Sunday, November 20, 2011

A Warrior Spirit

Over the past couple weeks something has been stirring inside me. The need for change.
After studying the life of David I was both convicted and inspired. After going through Samuel and learning of David we have looked at Psalms and studied Proverbs and Song of Solomon. Don't worry I won't go into detail with Song of Solomon.
After studying Samuel and learning what a great man of God David was, seeing his Psalms which he cried out to God and the wisdom of Solomon in Proverbs I was convicted.
Am I truly doing enough?
Am I honestly seeking God as much as I could?
Do I honestly love the Lord with all my heart?
The answer to these questions is no. I think that as humans we go through seasons, where one moment we can be on fire for God and the next we can be dragging our feet hoping for it all to end. It is so frustrating for me at times to look inward and see the ugly mess that I truly am. I've realized this week, once again, that I need more of God in my life. David had it figured out. Most of the time. He loved God and he placed his confidence in God. It was in God that David was able to live and do the great things that he did. David knew this and he knew who he was in God, he knew he was nothing without God and that for him to survive he needed to have God in his life. He made it his life to seek God and not only battle physical enemies but also spiritual ones that could have brought him away from God.
I need more of that in my life. More of that fighting spirit within me to protect my relationship with God and to fight for righteousness in my own life. I need to be a man after God's own heart and I need to fight to get their.

Tuesday, November 8, 2011

The life and times of David.

Saying I learned a lot last week is an understatement. Saying that David blew my mind last week would be closer to the truth.
Last week we studied Ruth and Samuel and let me tell you that David came alive in a whole new way. I always knew that he was a man after Gods own heart but to see him and Saul together and to study the differences! Man! I learned a lot about them and myself as well.
Saul was afraid, he did not want God's calling for his life and he proved it by hiding.
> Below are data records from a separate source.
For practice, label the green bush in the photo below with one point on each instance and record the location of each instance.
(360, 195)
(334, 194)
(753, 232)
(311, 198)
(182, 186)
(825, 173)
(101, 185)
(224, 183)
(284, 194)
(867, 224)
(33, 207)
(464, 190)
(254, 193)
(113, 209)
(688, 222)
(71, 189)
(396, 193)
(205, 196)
But even though Saul was chosen and had all the outer signs of a leader, like the spirit of God, bravery, courage, warrior etc., even though he had these qualities he did not trust in God the way he should have. And that was his downfall. He tried to control the outcome using his own sources instead of trusting God and letting Him use His heavenly sources.
Now if you compare Saul with David you will see that David accepted his calling, he never hid from it. But just because he accepted it doesn't mean he got it right away. He waited for Gods timing to bring his calling about. David never tried to control the outcome of a situation or he never tried to force Gods plan into being. He simply waited for Gods timing and trusted that God would show him when it was time and what he should do.
How often do I try to put Gods plan into action, or what I think His plan is into action using my own strength when what I should really be doing is trusting, waiting and listening for God to reveal to me what He wants me to do? I've learned more of what it truly means to wait and trust on the Lord. My prayer is that the Lord will give me the strength to walk it out.